Review: Co-op in Trouble. Middle East
Co-op in Trouble
The latest published results of the Co-operative Wholesale Society confirmed something which everyone knew. The Co-op is well down the slippery slope.
Net trading profits are down from over £3 million in 1965 to £792,000 last year; retail societies’ share of the national retail trade has fallen from 11.9 per cent (1957) to 8.8 per cent (1967). The Sunday Citizen has died, the final collapse coming when the CWS management cut its advertising and public relations spending, which the Citizen relied on, by £800,000.
The Co-op has been left behind in the great post war retail boom. While firms like Sainsbury’s and Marks and Spencer’s were making rich with their skilfully designed stores, their thoughtful employment policy and their keen prices, the Co-op has seemed to exist with a death wish. Some of its cakes and biscuits, for example, taste as if they came out of a cement mixer and some of its fashions look as if they were designed by a man from the government surplus store.
The CWS is now facing the fact that it can either die, or at best exist feebly—or it can compete. It has chosen the latter. Philip Thomas has been brought in from profit conscious Associated British Foods as chief executive. He has appointed several new top managers, among them another man from ABF and one from Boots. And the axes are starting to swing.
At this year’s CWS Annual Meeting. Thomas promised “hurtful and unpopular decisions . . . substantial economies”. Already some staff privileges have been withdrawn and mergers and closures of factories, with consequent sackings, are in the offing.
In all this, only a passing reference has been made to the fact that the Co-op was once supposed to be different— an example of Socialism, no less, within capitalism. The ghost of this ludicrous idea still walks, and Thomas is out to exorcise it. “Commercial realism . . . the inevitability of economic pressure”: these are the words he is incanting as he tries to save Ihe Co-op’s commnercial soul.
Middle East
To anyone who does not understand the word, it is Socialism which has been at war in the Middle East.
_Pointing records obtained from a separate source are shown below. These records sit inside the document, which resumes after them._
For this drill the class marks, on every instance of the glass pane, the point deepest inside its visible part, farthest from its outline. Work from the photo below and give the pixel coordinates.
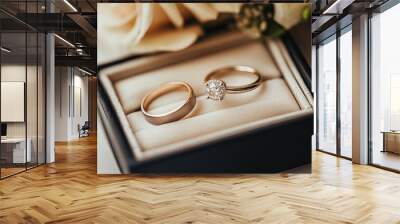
(31, 98)
(385, 87)
(327, 97)
(346, 94)
(13, 87)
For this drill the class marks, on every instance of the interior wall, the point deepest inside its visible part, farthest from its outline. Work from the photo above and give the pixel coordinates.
(71, 102)
(92, 97)
(17, 73)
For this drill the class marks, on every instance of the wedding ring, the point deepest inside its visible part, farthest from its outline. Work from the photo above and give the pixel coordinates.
(173, 115)
(216, 88)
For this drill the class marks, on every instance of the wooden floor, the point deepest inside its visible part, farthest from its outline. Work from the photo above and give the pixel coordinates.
(69, 191)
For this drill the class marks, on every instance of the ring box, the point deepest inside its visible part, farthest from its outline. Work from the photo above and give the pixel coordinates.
(266, 130)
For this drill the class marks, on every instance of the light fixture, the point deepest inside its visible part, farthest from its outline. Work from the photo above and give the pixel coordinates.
(84, 71)
(70, 5)
(65, 41)
(5, 50)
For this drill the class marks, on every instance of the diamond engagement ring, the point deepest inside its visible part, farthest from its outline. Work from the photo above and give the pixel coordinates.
(216, 88)
(176, 114)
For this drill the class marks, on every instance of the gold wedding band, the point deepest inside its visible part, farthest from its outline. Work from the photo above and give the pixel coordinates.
(173, 115)
(216, 88)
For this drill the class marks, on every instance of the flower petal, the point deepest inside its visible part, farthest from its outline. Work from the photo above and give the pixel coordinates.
(142, 23)
(202, 11)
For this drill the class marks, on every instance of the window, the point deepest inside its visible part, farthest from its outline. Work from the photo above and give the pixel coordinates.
(385, 89)
(346, 94)
(326, 98)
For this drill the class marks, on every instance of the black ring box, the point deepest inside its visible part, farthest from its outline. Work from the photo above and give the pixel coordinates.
(276, 148)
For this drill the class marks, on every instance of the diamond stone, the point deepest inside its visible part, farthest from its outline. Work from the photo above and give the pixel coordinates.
(215, 89)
President Nasser claims to be a Socialist, and so do many of his allies. There is even something, which they do not define, which they call Arab Socialism. Israel once said that Socialism was being built there, that the kibbutzim were a new way of life free from the commercialism of capitalist society, and that within its borders men would find new freedom and dignity.
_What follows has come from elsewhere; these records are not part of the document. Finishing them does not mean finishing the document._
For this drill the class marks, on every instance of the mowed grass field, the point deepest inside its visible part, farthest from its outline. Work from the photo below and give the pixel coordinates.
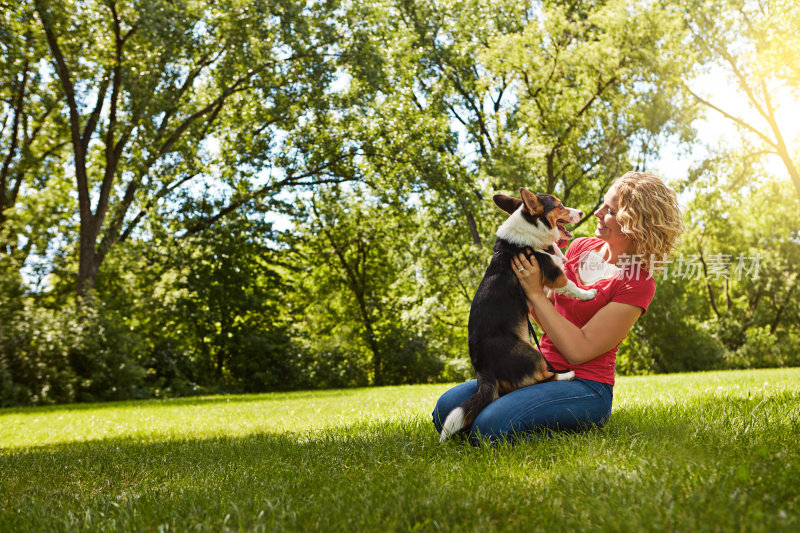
(683, 452)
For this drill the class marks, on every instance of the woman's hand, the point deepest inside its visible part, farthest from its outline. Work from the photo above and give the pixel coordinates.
(528, 274)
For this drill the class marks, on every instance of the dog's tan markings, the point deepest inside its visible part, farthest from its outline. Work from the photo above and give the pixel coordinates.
(532, 203)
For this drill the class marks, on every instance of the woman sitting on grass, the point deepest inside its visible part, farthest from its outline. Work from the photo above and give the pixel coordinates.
(639, 222)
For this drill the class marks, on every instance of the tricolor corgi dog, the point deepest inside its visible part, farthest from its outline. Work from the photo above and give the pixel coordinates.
(499, 344)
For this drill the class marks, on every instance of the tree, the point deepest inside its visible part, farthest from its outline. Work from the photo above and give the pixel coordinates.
(357, 282)
(554, 96)
(32, 153)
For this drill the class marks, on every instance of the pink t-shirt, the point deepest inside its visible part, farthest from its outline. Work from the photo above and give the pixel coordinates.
(631, 285)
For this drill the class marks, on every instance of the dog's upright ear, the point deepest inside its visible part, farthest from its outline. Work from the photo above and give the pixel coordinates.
(508, 204)
(532, 203)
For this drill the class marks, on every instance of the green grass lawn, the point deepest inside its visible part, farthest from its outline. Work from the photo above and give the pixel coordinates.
(689, 452)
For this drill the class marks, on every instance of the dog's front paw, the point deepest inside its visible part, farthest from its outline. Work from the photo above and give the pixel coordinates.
(588, 294)
(565, 376)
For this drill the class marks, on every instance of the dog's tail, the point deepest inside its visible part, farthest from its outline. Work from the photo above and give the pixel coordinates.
(465, 414)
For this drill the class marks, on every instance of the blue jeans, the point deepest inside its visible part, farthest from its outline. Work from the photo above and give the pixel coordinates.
(530, 410)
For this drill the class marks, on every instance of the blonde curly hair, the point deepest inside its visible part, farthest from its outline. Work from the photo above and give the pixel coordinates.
(648, 212)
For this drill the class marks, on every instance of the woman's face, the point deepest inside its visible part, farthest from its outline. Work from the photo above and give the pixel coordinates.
(608, 228)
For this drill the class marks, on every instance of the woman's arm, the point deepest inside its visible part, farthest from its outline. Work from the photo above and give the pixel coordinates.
(578, 345)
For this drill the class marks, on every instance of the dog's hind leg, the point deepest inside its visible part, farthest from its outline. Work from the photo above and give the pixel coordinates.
(463, 415)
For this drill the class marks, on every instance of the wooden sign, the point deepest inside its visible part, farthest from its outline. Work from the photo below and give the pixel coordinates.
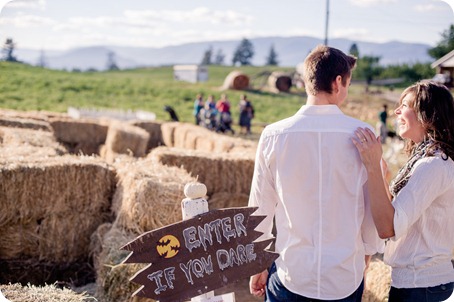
(198, 255)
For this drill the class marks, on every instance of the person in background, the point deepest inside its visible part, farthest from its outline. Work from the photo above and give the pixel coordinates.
(209, 113)
(246, 114)
(417, 211)
(224, 117)
(198, 105)
(309, 177)
(381, 128)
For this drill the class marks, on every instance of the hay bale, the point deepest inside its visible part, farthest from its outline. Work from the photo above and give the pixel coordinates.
(148, 195)
(49, 293)
(80, 135)
(189, 136)
(236, 80)
(279, 82)
(378, 281)
(24, 123)
(222, 200)
(220, 172)
(112, 282)
(154, 130)
(51, 206)
(19, 143)
(31, 115)
(126, 139)
(168, 133)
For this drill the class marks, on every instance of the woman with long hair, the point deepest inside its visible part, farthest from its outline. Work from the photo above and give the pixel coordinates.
(417, 212)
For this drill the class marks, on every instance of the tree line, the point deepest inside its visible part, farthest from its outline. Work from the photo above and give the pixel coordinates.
(368, 67)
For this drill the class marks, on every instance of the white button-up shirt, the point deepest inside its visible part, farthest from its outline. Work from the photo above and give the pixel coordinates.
(420, 253)
(309, 176)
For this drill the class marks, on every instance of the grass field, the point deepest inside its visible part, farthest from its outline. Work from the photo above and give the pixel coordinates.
(24, 87)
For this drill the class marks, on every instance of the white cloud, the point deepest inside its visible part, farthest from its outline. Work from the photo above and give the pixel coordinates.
(351, 33)
(367, 3)
(41, 4)
(426, 7)
(196, 15)
(26, 21)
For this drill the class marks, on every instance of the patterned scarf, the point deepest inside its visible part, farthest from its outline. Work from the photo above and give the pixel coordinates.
(405, 172)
But in the recent flare-up both countries showed—if this was necessary—their true nature. Egypt intensified her arguments about the legality of Israel’s frontiers, over the conquest of the port of Eilat and over the extent of Egyptian control over the Straits of Tiran.
Disputes over territorial boundaries and strategic positions, carried on within the complexities of international law—and often in the end by armed force are a familial part of capitalism. They have nothing to do with Socialism, which will be a society without national boundaries and international economic rivalry.
Israel is now the most powerful military nation in the Middle East. Conscription there is comprehensive, with even women battle-trained, and the whole thing is backed up by the sort of hysterical nationalism which demanded the appointment of strong man Moshe Dayan as Minister of Defence.
This intensive militarism had its effect against the ill-trained Egyptian army. These are just some of the descriptions used in just one edition of the Times last month, reporting on the Israeli advance: “masterpiece of mechanized war . . . quick thrusts . . . ruthless air attack”.
Militarism and patriotic hysteria are among the most unpleasant of capitalism’s by-products. They are two of the many antisocial attitudes, so common today, which will not exist under Socialism. That they are so powerful in Israel reveals, if nothing else does, the nature of society there.